I have read the report carefully. Here are some problems.
1. There is no mention of tort reform or indemnification of participating professionals. Any reform plan that never even mentions tort reform has clearly been tainted by the trial lawyers from the start. No one will take the risk of "Best Practices" without that protection, so over testing will continue.
2. The revenue sharing part of the program is seductive but will not keep up with current yearly cost increases of Christiana Care Health Systems, whose fees and revenue code by code have increased over 800 percent in the past 20 years while code by code fee schedule to doctors has decreased by 70 percent. So to think that doctors will do more work at a higher quality in the expectation of profit sharing depends on the wishful thinking that the hospitals, the State Medicaid system and the Insurance industry will become more efficient. That is a very unlikely prospect.
3. There is no provision to encourage the least educated patients who are the most costly to use less expensive care. All of the decades-long Oregon experience says the opposite. The poor use more emergency services in this scenario. They do not use outpatient services. The data is incontrovertible. Increased access led to increased use of expensive ER services. Those habits do not change. They are culturally ingrained.
4. Delaware has significant social disease and there is no will in the state government to address the diseases like drug violence, poor education, and nutrition. Furthermore the platinum plan benefits of the unionized state employees are very costly and unsustainable with a dwindling state economy. The State Medicaid cost is now over 20 percent of the budget and the federal subsidy expires in 3 years. These are ignored completely in the report.
5. The oft repeated phrase "Stakeholders" does not include any first line practitioners. In stark contrast to the claim that the Commission was largely not politicians, it was, if you look at the list. These people are not practitioners. They are managers, sociologists, and politicians. The underlying principle throughout the document (rather like Berwicks Triple Aim) is that someone must control the doctors through employment and mandated work.

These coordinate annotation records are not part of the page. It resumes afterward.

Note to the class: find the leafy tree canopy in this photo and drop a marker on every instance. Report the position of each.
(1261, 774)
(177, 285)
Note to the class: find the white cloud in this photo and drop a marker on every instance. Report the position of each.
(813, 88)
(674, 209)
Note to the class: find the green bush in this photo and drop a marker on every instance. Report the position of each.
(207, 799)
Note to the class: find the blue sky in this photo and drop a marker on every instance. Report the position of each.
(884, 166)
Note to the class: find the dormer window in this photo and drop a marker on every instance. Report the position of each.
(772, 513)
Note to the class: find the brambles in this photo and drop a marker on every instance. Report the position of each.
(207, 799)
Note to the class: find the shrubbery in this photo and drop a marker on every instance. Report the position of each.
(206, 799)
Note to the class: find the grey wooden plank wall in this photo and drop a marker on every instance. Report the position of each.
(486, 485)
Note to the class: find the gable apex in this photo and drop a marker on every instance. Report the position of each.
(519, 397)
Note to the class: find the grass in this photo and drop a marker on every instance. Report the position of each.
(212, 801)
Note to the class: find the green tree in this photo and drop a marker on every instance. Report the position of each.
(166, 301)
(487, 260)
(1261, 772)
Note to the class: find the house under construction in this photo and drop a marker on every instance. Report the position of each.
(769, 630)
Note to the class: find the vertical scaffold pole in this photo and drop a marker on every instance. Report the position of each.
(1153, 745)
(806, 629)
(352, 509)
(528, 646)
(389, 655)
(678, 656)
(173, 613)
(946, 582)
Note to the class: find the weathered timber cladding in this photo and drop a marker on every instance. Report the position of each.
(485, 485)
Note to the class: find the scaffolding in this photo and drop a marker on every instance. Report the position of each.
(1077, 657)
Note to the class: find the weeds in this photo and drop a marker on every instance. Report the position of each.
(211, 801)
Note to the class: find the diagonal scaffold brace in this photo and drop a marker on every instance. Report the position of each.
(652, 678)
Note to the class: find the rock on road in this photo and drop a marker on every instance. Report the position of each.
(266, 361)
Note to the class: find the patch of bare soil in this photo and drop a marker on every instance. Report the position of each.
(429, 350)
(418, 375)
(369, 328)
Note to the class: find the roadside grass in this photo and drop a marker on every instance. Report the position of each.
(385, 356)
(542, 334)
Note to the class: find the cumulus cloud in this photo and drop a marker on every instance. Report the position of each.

The only question is who, the state, the hospital, or the insurance company will mandate that work? The rub here is that doctors actually work less hard when they are employed and care less about the outcome because the employer pays the malpractice premium. The doctors that continue to care about quality will not increase quantity, and they have the resources to retire or do other work. They will opt out. There is already a shortage, and a projected massive shortage of doctors. The Commission correctly predicts that shortage, especially of Primary Care physicians. Access to health care will be compromised. The good news is that rationed access to health care is a cost saver for the State, however harsh that reality.
6. Finally there is no discussion at all about increasing the responsibility of the patients to remain healthy or pay for their own care. Minus that, the disconnect between supply and demand will persist malignantly.
The state and the sponsors of this report are to be applauded for moving forward on meaningful health care reform in Delaware. On balance, however, I think the consultants regurgitated some very stale ideas.